Build a Local AI Agent with OpenClaw on Raspberry Pi (2026 Guide)

Build a Local AI Agent with OpenClaw on Raspberry Pi

Why rent a VPS when a $80 Raspberry Pi can run your AI agent 24/7 from home? With OpenClaw on a Raspberry Pi 5, you get a private, always-on assistant that keeps your data on your network — no cloud required.

This guide walks you through the complete setup: from choosing hardware to having a working AI agent on Telegram, with optional Home Assistant integration and remote access via Tailscale.

What you’ll have at the end: A local AI agent running on your Raspberry Pi, accessible via Telegram from anywhere, with optional smart home control and fully local LLM inference via Ollama.

Why Raspberry Pi?

FactorRaspberry PiVPS
Monthly cost~$3 electricity$6–20/month
Data privacyAll localThird-party server
Latency (local)<10ms50–200ms
API dependencyOptional (Ollama)Required
Always-onYes (low power ~5W)Yes
Setup difficultyMediumEasy

The Raspberry Pi approach shines when privacy matters and you want to minimize recurring costs. If you need cloud reliability, check our VPS deployment guide instead.

Hardware Requirements

Minimum: Raspberry Pi 4 (8GB)

Works but noticeably slower for local LLM inference. The 4GB model is not recommended — Ollama alone needs 4GB+ for useful models.

What Won’t Work

Step 1: OS Setup (15 minutes)

Flash Raspberry Pi OS Lite (64-bit) using Raspberry Pi Imager. The Lite (headless) variant saves RAM for AI workloads.

In Imager settings, pre-configure:

Boot the Pi, SSH in:

ssh pi@openclaw.local

Update the system:

sudo apt update && sudo apt upgrade -y

Step 2: Install Node.js (5 minutes)

OpenClaw requires Node.js 22+:

curl -fsSL https://deb.nodesource.com/setup_22.x | sudo -E bash -
sudo apt install -y nodejs
node --version  # Should show v22.x

Step 3: Install OpenClaw (10 minutes)

sudo npm install -g openclaw
openclaw --version

Initialize OpenClaw:

openclaw init

This creates ~/.openclaw/ with your configuration files.

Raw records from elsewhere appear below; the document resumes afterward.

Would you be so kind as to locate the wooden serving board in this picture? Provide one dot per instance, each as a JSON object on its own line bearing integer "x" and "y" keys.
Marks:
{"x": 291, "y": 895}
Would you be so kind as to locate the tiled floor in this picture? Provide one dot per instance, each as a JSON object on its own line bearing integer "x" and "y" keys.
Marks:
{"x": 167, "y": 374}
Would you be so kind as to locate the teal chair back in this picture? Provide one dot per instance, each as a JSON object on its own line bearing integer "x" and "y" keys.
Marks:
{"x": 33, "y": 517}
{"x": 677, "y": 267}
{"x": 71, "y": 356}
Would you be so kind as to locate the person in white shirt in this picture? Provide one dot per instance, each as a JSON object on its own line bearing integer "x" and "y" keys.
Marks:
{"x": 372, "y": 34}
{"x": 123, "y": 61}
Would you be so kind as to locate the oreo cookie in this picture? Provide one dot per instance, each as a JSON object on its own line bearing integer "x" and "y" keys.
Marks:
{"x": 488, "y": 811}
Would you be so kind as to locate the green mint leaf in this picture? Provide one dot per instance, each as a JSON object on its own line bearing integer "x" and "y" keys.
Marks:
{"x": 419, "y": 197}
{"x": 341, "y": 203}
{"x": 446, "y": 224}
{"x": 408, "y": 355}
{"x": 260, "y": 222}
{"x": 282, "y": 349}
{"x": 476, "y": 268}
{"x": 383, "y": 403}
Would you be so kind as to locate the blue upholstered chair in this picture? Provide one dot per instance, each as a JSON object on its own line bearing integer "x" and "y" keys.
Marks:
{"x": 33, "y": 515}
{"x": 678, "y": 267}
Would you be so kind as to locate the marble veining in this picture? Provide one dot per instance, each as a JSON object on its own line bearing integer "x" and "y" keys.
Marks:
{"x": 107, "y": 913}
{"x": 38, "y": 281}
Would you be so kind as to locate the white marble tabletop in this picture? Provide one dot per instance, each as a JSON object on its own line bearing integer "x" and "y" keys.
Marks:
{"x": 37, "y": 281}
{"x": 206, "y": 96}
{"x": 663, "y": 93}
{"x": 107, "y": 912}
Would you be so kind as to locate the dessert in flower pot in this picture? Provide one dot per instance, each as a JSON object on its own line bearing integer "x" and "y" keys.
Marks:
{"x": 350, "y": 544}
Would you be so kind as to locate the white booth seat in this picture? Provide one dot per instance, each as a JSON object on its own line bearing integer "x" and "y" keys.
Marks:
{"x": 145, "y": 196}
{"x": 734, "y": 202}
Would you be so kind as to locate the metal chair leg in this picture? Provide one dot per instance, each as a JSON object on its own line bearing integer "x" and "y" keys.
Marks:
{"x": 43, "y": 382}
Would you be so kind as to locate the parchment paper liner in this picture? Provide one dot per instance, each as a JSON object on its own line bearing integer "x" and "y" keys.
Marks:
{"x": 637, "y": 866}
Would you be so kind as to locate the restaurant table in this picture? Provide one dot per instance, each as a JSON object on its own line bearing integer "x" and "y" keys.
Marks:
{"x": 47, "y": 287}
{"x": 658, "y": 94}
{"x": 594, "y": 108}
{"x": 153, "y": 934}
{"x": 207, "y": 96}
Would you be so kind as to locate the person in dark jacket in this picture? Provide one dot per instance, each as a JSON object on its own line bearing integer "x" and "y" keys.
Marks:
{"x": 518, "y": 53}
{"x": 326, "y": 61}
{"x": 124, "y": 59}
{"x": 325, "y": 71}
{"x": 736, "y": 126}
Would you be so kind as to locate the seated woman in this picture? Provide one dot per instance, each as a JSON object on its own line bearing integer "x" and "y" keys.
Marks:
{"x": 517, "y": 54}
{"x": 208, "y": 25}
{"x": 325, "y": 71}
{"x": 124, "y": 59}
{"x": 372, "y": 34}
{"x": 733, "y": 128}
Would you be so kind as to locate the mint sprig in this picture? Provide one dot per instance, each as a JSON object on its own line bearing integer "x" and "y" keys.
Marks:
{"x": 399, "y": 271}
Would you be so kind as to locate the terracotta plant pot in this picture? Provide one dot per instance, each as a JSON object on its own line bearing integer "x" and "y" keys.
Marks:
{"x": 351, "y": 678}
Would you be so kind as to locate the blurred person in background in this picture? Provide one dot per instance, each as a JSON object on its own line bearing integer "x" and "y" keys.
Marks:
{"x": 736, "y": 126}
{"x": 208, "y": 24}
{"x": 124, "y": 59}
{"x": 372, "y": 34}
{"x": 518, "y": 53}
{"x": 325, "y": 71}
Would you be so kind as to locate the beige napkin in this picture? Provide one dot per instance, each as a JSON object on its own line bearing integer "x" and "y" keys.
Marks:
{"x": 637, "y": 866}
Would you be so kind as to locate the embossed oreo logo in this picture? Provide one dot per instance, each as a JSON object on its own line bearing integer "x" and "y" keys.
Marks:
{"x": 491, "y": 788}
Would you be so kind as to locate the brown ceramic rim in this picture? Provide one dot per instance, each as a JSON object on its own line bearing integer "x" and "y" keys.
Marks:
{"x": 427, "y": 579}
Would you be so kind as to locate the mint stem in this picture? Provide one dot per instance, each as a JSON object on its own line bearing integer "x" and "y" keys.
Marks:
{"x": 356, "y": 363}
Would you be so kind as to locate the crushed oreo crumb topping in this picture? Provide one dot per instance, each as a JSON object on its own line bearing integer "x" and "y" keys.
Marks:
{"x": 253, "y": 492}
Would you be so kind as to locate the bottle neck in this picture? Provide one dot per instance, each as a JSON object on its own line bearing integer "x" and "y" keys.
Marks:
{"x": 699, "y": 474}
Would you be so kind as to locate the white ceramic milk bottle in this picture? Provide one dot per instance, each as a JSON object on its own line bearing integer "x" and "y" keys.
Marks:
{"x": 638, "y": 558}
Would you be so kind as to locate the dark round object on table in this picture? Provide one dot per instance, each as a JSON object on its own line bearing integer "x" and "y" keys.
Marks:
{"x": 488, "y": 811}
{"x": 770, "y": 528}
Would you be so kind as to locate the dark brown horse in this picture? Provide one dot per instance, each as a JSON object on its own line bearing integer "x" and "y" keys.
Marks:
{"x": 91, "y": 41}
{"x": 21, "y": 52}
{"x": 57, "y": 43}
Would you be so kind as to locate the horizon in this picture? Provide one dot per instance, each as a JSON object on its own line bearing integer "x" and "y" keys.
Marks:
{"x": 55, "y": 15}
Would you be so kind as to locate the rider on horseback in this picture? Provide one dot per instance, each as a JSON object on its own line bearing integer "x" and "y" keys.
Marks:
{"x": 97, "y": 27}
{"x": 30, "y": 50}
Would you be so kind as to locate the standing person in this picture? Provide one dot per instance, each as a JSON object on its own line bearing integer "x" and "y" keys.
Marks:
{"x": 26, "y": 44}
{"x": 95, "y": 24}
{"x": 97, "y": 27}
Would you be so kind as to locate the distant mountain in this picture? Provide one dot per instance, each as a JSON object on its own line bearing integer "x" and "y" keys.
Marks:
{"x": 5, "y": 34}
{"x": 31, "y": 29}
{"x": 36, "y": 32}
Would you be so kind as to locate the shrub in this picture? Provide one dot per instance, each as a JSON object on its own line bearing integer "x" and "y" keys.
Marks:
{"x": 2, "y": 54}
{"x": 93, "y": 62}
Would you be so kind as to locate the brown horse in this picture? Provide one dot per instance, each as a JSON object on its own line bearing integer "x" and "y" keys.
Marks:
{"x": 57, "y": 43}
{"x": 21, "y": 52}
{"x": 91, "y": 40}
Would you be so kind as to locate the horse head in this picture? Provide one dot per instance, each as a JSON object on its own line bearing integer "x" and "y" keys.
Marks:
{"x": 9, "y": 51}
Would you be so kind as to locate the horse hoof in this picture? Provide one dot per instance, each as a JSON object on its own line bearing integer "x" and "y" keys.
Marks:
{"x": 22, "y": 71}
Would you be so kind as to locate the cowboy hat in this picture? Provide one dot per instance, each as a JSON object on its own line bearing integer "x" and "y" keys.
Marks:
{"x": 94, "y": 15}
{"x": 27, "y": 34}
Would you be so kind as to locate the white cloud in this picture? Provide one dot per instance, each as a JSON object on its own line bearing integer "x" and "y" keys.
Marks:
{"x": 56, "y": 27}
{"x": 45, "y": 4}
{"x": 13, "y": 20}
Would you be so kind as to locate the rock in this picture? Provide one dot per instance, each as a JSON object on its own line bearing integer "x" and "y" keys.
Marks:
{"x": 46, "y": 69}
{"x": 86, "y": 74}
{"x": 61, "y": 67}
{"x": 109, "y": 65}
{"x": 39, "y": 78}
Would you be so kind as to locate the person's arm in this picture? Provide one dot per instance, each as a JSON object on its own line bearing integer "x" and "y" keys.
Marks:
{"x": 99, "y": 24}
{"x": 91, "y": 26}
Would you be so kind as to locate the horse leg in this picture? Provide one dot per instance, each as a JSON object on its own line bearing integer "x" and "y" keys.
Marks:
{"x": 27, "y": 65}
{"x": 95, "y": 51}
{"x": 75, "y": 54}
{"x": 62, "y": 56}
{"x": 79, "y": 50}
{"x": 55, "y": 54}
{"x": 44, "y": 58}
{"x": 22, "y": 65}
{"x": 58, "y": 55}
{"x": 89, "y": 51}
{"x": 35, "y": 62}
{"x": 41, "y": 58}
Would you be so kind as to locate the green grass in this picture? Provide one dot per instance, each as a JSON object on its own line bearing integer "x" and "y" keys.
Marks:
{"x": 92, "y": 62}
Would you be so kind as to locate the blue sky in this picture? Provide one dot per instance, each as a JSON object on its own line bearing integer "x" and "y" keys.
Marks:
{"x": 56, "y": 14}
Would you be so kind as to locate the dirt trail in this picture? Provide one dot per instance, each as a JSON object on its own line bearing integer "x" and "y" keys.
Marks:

Configure Your AI Provider

Edit ~/.openclaw/config.yaml:

Option A: Cloud API (simplest)

providers:
  anthropic:
    apiKey: "sk-ant-..."
  openai:
    apiKey: "sk-..."

Option B: Local Ollama (fully private — see Step 5)

providers:
  ollama:
    baseUrl: "http://localhost:11434"
    defaultModel: "llama3.1:8b"

Option C: Hybrid (recommended) Use Ollama for routine tasks, cloud APIs for complex reasoning:

providers:
  ollama:
    baseUrl: "http://localhost:11434"
  anthropic:
    apiKey: "sk-ant-..."

models:
  default: "ollama/llama3.1:8b"
  thinking: "anthropic/claude-sonnet-4-6"

Step 4: Connect Telegram (10 minutes)

  1. Message @BotFather on Telegram
  2. /newbot → name it → get your token
  3. Add to config:
channels:
  telegram:
    token: "YOUR_BOT_TOKEN"
    allowedUsers:
      - your_telegram_id

Find your Telegram ID by messaging @userinfobot.

Start the gateway:

openclaw gateway start

Message your bot — you should get a response!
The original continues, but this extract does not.